We are all to some degree aware that people are connected to their passions. So as a a consequence we find ourselves withholding so as not to cause hurt. We avoid sharing our interests to avoid feeling embarrassed by someone’s disapproval. And sometimes we even project our dislikes onto others as a retribution for others not approving of the things we love.
Its really just a projection of our own insecurities onto our relationships when we think that the books we love are an extension of ourselves and that a disinterest in those books is equivalent to disapproval of us. Tempering our opinions and moderating our language so as not to be offensive is a reasonable way to maintain the working structure of friendships. But pretending you like a book so as not to hurt someone’s feelings is a wedge of dishonesty that threatens to crack the whole structure. Over time the falseness of this arrangement exposes itself when you realize you know nothing about your friends because you have boxed them into your own expectations.

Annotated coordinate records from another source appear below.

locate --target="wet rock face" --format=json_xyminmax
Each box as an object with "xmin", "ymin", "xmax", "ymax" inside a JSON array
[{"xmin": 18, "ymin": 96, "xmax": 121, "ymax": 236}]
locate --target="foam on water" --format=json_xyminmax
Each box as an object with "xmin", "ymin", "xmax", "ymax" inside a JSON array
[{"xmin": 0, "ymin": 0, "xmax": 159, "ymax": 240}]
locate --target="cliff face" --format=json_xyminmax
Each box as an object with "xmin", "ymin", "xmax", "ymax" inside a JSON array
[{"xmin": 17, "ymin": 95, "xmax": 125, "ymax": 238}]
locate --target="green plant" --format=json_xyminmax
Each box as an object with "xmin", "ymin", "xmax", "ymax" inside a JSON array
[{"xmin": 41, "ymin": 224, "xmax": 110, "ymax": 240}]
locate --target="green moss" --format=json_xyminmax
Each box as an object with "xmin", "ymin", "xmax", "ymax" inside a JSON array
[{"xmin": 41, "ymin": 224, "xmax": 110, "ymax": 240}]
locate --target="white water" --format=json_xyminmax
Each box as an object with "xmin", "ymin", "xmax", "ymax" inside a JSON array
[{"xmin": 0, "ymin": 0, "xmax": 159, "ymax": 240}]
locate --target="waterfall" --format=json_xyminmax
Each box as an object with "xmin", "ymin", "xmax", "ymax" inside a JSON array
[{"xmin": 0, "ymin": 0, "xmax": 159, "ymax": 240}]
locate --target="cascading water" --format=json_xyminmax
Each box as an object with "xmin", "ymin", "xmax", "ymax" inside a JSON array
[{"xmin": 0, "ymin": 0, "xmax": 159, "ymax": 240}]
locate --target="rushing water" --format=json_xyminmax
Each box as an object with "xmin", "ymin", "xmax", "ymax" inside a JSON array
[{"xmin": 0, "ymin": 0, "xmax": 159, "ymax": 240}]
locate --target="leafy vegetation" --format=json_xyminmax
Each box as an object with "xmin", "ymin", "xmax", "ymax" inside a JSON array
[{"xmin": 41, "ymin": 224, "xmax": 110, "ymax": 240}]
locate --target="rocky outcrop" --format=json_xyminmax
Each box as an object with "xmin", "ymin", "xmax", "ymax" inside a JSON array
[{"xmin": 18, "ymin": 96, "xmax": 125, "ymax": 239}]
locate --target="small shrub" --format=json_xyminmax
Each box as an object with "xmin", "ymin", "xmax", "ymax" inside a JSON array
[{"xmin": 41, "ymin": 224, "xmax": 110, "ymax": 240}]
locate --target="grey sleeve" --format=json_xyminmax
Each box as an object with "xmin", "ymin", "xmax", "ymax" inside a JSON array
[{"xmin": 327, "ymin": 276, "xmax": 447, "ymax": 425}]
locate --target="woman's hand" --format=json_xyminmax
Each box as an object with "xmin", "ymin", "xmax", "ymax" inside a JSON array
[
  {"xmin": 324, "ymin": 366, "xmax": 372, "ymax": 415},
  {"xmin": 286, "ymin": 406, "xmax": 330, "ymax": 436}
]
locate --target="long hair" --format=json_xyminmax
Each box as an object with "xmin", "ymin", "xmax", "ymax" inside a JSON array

I want my friends to be free to love and hate books with equal enthusiasm and know that my feelings for them will not change. And I also would like the freedom to love and hate with abandon knowing that my candor is appreciated. I think for this to happen we need to take our first tenuous steps into honesty and not withhold our passions for fear of rejection or embarrassment. We have to remember that someone’s disinterest in our beloved things has no power over us. We have to always remind people that our love is constant even though we don’t always like the same things.
That being said, you may in fact reject this whole thing and not like it one bit because you firmly believe in the rule of some objective measurement of worth. And that this very notion of “many sizes” flies to the face of reason and is near to obscenity. That is okay. You can hate it. It tells me something about who you are. That truth is much more valuable to me than you agreeing with me.